Sister Campbell shared this story on the lawn of the U.S. Capitol Building on May 7, where she stood alongside Rev. Dr. William Barber, Rev. Jennifer Butler, Rabbi Jonah Pesner, Congressman Donald McEachin (D-Va.), and Afif Rahman to speak up against a Republican-drafted farm bill set to be voted on in the House of Representatives in May. The proposed bill would cut the food assistance program by $20 billion and add strict work and reporting requirements for recipients of food stamps. Should this version of the bill pass, up to 2 million people may no longer be eligible for SNAP.
The faith leaders gathered at the Capitol Monday are concerned that these proposed changes will dramatically contribute to undermining and weakening federal assistance programs in the United States.
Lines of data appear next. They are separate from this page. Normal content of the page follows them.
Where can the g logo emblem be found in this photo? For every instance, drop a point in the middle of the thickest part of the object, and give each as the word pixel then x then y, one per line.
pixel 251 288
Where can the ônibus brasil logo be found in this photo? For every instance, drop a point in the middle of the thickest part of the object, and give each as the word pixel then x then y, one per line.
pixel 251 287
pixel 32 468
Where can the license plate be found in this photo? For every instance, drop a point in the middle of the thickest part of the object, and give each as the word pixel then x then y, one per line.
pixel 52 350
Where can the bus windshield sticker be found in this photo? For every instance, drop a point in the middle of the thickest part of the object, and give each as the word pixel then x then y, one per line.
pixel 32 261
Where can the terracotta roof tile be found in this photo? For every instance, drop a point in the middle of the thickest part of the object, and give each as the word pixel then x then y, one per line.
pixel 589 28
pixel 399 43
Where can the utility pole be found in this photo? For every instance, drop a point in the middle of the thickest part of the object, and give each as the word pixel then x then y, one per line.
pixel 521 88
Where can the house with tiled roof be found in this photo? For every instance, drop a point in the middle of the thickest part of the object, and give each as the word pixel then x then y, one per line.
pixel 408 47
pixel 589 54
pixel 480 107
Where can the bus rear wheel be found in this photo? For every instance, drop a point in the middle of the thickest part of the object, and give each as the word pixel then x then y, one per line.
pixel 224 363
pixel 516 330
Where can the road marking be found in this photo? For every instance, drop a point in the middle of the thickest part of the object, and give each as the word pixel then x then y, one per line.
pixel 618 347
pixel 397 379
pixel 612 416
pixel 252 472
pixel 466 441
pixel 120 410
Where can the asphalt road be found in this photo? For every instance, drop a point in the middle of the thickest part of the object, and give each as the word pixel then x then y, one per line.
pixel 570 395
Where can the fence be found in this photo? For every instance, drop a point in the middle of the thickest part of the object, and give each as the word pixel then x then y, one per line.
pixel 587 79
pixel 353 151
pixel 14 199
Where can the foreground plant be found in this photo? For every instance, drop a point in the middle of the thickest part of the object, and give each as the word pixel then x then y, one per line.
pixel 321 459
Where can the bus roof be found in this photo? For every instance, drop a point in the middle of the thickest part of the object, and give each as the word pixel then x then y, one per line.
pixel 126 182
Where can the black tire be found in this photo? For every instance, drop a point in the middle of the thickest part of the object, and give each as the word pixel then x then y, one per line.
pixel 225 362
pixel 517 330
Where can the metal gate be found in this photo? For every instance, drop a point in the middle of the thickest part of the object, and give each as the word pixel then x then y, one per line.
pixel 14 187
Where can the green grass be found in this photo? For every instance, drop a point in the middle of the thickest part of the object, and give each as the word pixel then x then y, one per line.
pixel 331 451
“The Bible says in Isaiah 10: ‘Woe unto those who legislate evil and rob the poor of their rights and make women and children their prey.’ That’s Scripture,” Barber, denouncing the bill, said. “That’s in the Scripture that most of these politicians put hands on…when they swear to uphold the Constitution.”
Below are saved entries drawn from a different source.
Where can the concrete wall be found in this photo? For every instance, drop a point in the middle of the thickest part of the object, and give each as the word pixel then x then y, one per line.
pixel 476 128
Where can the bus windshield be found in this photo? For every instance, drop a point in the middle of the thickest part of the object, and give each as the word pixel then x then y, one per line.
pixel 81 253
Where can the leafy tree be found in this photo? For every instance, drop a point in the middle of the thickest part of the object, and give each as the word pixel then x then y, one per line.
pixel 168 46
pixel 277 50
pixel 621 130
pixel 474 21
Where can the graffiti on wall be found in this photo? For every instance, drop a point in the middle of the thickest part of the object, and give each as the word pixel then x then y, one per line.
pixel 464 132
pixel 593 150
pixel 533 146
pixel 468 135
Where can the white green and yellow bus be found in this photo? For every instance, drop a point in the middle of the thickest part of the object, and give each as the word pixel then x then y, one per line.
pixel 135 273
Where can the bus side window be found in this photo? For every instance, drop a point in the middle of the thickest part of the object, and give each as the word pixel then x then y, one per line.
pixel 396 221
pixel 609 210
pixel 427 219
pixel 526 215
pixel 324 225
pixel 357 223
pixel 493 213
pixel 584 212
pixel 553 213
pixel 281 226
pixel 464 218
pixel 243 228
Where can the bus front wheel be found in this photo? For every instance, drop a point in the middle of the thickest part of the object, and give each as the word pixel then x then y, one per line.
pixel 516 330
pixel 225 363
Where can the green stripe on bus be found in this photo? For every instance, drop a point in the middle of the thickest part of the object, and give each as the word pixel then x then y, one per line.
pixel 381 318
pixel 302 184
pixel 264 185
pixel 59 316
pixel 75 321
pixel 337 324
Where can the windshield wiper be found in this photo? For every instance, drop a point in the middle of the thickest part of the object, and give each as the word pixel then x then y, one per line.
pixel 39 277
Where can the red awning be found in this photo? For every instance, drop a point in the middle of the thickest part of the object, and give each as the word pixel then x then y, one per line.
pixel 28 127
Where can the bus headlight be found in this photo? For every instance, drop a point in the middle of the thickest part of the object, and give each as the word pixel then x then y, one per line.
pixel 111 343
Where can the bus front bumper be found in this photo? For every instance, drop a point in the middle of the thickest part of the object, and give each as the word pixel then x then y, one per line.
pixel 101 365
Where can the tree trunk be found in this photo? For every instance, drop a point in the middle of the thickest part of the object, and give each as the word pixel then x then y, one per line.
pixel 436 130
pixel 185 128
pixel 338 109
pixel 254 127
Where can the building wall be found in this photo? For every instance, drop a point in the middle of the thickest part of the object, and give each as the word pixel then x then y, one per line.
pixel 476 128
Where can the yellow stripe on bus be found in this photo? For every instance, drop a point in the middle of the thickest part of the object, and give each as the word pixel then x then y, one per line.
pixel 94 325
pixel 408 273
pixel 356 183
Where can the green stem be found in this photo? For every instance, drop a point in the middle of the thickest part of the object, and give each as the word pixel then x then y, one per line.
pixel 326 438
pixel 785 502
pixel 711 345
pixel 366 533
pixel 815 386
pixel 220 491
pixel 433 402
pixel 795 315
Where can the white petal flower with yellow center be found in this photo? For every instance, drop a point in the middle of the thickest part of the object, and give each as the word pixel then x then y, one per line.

Rev. Jennifer Butler, CEO of Faith in Public Life, drew from the New Testament in her remarks.
“With five loaves and two fishes, Jesus fed thousands. He didn’t make them fill out paperwork on how much they’d worked that day,” Butler said.
The farm bill now moves to the floor for vote in the House of Representatives. Following the press conference, the faith leaders delivered a petition to Speaker Paul Ryan saying the bill will prey on the most vulnerable of Americans.
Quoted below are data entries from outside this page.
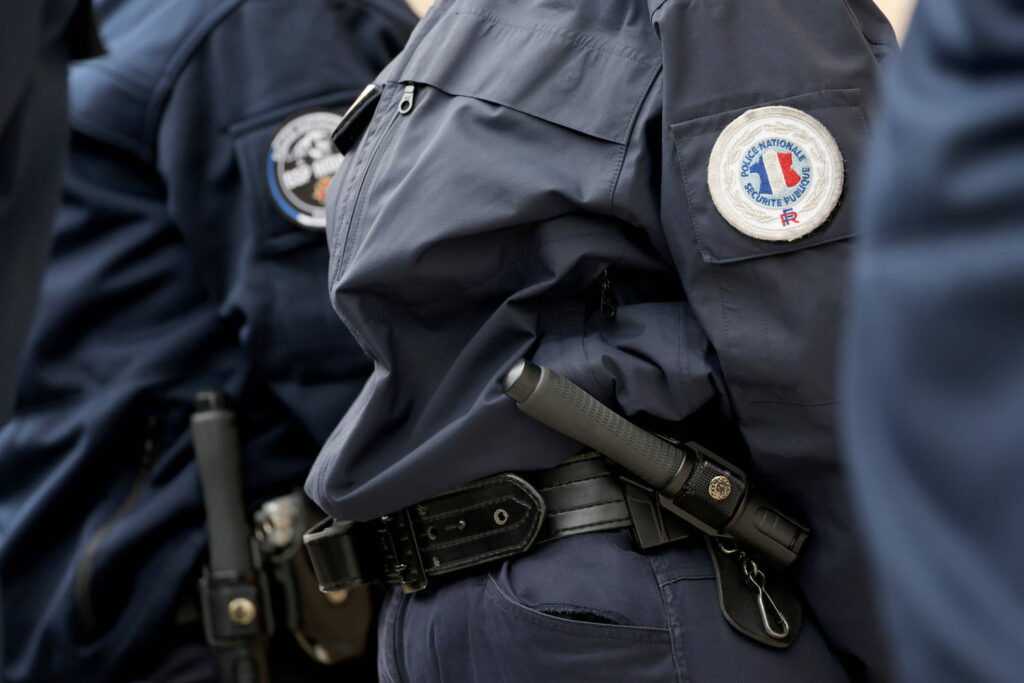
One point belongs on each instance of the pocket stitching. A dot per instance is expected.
(635, 634)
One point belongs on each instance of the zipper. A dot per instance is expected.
(84, 569)
(408, 99)
(609, 306)
(406, 105)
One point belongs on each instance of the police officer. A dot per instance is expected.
(188, 254)
(39, 38)
(935, 373)
(648, 199)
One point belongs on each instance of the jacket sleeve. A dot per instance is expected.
(762, 112)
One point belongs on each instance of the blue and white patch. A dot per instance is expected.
(775, 173)
(299, 166)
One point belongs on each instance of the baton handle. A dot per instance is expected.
(557, 402)
(215, 441)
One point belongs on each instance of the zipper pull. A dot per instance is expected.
(608, 303)
(408, 99)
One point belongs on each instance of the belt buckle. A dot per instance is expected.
(400, 544)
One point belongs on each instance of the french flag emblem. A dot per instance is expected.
(776, 172)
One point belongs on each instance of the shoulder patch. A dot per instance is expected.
(299, 167)
(775, 173)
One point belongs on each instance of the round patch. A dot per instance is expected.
(299, 167)
(775, 173)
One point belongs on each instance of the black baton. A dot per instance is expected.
(693, 482)
(233, 611)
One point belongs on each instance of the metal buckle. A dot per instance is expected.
(399, 542)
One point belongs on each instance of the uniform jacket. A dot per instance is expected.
(554, 157)
(934, 369)
(174, 268)
(38, 40)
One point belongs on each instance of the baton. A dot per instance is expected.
(230, 589)
(691, 481)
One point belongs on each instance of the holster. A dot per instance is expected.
(331, 627)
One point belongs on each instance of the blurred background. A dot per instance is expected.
(898, 12)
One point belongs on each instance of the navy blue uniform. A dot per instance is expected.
(935, 373)
(38, 38)
(177, 265)
(551, 160)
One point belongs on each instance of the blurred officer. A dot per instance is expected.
(188, 254)
(38, 40)
(647, 198)
(935, 369)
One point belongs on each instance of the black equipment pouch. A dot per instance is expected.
(330, 627)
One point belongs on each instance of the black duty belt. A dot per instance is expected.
(485, 521)
(506, 515)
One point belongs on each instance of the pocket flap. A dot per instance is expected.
(583, 81)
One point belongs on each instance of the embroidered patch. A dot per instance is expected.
(775, 173)
(299, 167)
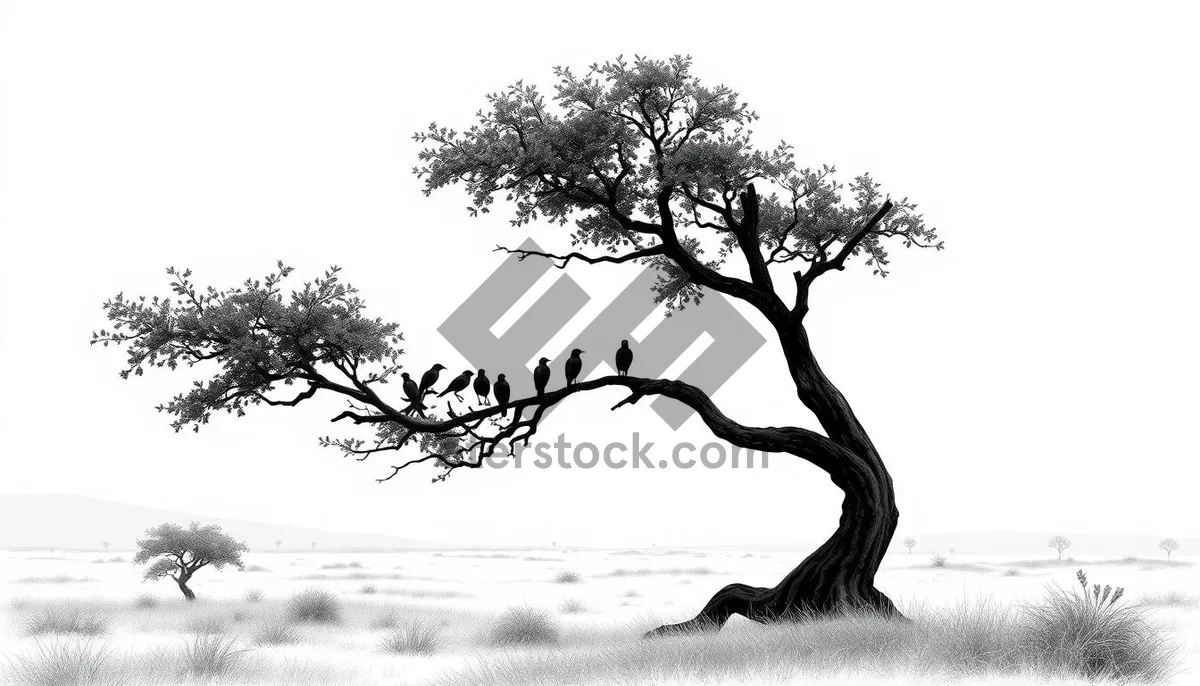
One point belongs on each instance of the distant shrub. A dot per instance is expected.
(573, 606)
(66, 663)
(317, 606)
(525, 626)
(275, 633)
(568, 578)
(383, 620)
(65, 620)
(342, 566)
(207, 625)
(145, 601)
(1089, 633)
(414, 638)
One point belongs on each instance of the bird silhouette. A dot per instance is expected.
(624, 359)
(574, 365)
(429, 379)
(459, 383)
(541, 377)
(503, 392)
(483, 386)
(413, 395)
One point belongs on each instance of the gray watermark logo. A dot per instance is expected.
(636, 453)
(468, 329)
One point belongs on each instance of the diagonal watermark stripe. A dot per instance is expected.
(468, 329)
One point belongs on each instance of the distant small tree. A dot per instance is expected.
(1059, 543)
(179, 553)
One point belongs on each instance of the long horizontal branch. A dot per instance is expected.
(612, 259)
(803, 443)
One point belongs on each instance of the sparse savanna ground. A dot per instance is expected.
(574, 617)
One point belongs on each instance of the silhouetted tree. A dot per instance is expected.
(654, 168)
(1059, 543)
(179, 553)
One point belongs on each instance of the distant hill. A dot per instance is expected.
(77, 522)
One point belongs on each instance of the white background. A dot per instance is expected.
(1039, 374)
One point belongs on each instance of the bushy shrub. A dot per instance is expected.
(275, 632)
(414, 638)
(60, 662)
(568, 578)
(1089, 632)
(65, 620)
(525, 626)
(317, 606)
(573, 606)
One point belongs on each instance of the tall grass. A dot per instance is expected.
(413, 638)
(317, 606)
(65, 619)
(60, 662)
(525, 626)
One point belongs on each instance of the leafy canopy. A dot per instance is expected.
(178, 552)
(259, 338)
(636, 154)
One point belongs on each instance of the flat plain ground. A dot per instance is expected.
(516, 617)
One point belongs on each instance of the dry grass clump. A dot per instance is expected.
(1065, 637)
(61, 662)
(63, 620)
(275, 632)
(522, 625)
(145, 601)
(317, 606)
(1170, 599)
(568, 577)
(573, 606)
(414, 638)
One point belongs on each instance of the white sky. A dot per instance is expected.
(1039, 374)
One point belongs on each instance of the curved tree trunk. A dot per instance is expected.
(840, 575)
(183, 587)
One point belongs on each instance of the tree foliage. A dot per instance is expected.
(179, 553)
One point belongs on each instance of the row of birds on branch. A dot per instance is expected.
(484, 386)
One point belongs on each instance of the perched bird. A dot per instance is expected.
(413, 395)
(574, 365)
(459, 383)
(503, 392)
(624, 359)
(483, 386)
(541, 377)
(429, 379)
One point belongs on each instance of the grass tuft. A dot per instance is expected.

“This does not establish justice, its establishes injustice,” Rev. Barber said, riffing on the Preamble of the Constitution. "This does not provide for the common defense, because it takes away defense from the poorest among us … This does not promote the general welfare, it promotes harm for the least of these.”
Sister Simone Campbell said she rejected the rhetoric from some Members of Congress who have said vulnerable families need to be “pushed” into working, rather than receiving aid.
“Ann and Billy don’t need to be pushed,” Sister Campbell said. “I invite all of us to stand up for their family, and say no to this farm bill.”